If the idea of an asteroid slamming into Earth keeps you up at night, spare a thought for a mission called NEOWISE, which reincarnated a former astrophysics spacecraft to hunt for near-Earth space rocks.
The spacecraft has just posted its fifth full year of data on asteroids and comets orbiting the sun near Earth. But scientists already know the mission won't last forever. They are turning their thoughts to what should come next as they work to make sure humans aren't caught unawares by solar system rubble that could wreak havoc on Earth.
"NEOWISE recently surpassed 95 billion recorded measurements of asteroids, comets, stars and galaxies — a remarkable accomplishment for a recycled spacecraft," Lindley Johnson, NASA's planetary defense officer and head of the Planetary Defense Coordination Office at NASA, said in a statement.
"This asteroid hunter has measured the sizes of more than 1,000 near-Earth asteroids and is still producing great data, making it a unique asset in our portfolio of asteroid-hunting telescopes and an important prototype for an upcoming space-based NEO survey mission," he added.
Tens of thousands of space rocks pass in and out of Earth's neighborhood. But if scientists can watch them for a while, the researchers can calculate the orbital paths of these objects and determine whether they pose a risk to life on Earth.
There's just one problem: These objects are hard to see in visible light. "NEOs are intrinsically faint because they are mostly really small and far away from us in space," Amy Mainzer, principal investigator of the NEOWISE mission and an astronomer at NASA's Jet Propulsion Laboratory in California, said in a separate statement. "Add to this the fact that some of them are as dark as printer toner, and trying to spot them against the black of space is very hard."
So, NEOWISE works by studying infrared light, in which asteroids and comets appear bright.

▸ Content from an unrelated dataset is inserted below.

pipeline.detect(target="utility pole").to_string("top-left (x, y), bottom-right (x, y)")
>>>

The mission has identified more than 300 previously unknown objects and has gathered a host of observations about space rocks originally spotted by other instruments.
All of that information provides the details that scientists need to feed their calculations. That way, if they spot an asteroid that will pass a little too close for comfort, humans will have time to decide to do something that would steer the space rock off course.
But it's not just about planetary defense; there's plenty of science to be done with this data as well. "These objects are intrinsically interesting because some are thought to be as old as the original material that made up the solar system," Mainzer said. "One of the things that we have been finding is that NEOs are pretty diverse in composition."
Because of the multifaceted utility of the NEOWISE data, Mainzer and her colleagues are already designing a mission that could succeed it. That mission, the Near-Earth Object Camera (NEOCam), would use a purpose-built telescope this time but follow the same principles as NEOWISE.